I’m three weeks into riding Aedín now, and here’s what I’ve learned about fear (so far): 

  • Fearlessness is not necessarily wise or cool – back in the day when I thought I was so great because I was fearless, I was actually careless and naïve. I took risks that not only could have impacted me very negatively but others too. There’s really no badge of honor to be won by aspiring to be fearless.
  • Brave is not fearless – it means feeling the fear and doing it anyway. Brave people feel fear and do not let it shut them down. That’s what makes them brave. I’d rather be brave than fearless.

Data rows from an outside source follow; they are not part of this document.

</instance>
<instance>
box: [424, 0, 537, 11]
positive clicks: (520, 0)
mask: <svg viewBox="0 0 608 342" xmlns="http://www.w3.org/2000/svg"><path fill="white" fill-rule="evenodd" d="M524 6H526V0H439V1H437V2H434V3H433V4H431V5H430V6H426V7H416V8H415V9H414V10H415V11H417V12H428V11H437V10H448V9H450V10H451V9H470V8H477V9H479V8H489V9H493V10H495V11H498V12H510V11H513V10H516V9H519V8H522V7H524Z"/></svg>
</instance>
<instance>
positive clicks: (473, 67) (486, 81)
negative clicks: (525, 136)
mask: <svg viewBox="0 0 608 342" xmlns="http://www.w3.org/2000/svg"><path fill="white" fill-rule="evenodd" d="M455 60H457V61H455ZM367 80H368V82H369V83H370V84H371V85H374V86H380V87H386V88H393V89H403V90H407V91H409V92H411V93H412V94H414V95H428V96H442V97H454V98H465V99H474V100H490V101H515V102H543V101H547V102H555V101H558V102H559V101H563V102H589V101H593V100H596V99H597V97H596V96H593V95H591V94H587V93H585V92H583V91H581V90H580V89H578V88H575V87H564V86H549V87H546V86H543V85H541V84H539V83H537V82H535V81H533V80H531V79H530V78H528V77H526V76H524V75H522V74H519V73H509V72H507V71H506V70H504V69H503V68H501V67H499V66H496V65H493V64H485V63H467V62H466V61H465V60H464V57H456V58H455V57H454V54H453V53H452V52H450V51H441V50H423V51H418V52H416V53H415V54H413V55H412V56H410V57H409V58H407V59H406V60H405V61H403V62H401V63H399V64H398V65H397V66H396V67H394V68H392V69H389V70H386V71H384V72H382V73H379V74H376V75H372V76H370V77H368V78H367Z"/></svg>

  • Fear has important things to say – fear takes very good care of me. It tells me that I need to be alert, keenly aware, and present. It tells me I’m reaching outside of my comfort zone. It tells me to tread mindfully because I am in unknown territory.
  • The only thing to fear is fear itself – is a lie, and just really bad logic. Don’t fear fear–– that’s ridiculous. Instead, when it shows up welcome it. Don’t resist it. Fear is a catalyst, a wake-up device to catch your attention. Your job is decoding just what you need to pay attention to and how you want to organize yourself around it.
  • Don’t try to manage your fear – a trick I’ve learned with Aedín is to regulate her fear and tension, instead of trying to manage mine. When I do that, the whole system relaxes. How does this translate into our lives? In scary scenarios that involve an ‘other’ (friend, partner, team), if I assist the other(s) to feel regulated and safe, it naturally assists me to be regulated too.
  • A stitch in time – be present with your fear (and the other’s) early and often so you are not whipped around by it or reactive to it. The more present you are, the more attuned you are to how to respond to it and can attend to the fear when it is still manageable rather than wait until it gets more inflamed.
  • Fear is often future based – we are forecasting failure or demise. As Keith instructed, don’t think about what could happen, think about what is happening. In other words, get present.
  • There is absolutely nothing wrong with fear – we are culturally influenced against fear. We are told not to be afraid. We are told fear is bad. The trouble is not with fear, it’s because we haven’t been taught how to be with fear and navigate it. As a result of our inability to be with fear, we have panicked reactions. Mistakenly we point to fear as the culprit, instead of our unskillfulness as the cause of drama.
  • Fear is a seasoned response – we become more fearful or timid as we get older, not because we are weaker or more frail versions of our younger selves, but because we are now far wiser . Quit letting ageism inform your narrative about fear, and quit beating yourself up about it.
  • Fear requires that we feel unpleasant sensations – We seek to be fearless because it feels better not because it is necessarily a better state. Instead, cultivate bravery by being willing to feel, and be totally present with, the utter discomfort of fear.
  • Fear is a sacred doorway – Do what scares you. On the other side of fear is the exceptional life beyond your comfort zone, the life of your dreams: you starting that crazy-idea business, you ending that toxic relationship, you living abroad for a year, you sailing around the world, you living in that tiny home in the forest, you starting that book… 


… or me galloping fiery little Aedín far into the backcountry on long adventures that I will remember for a lifetime.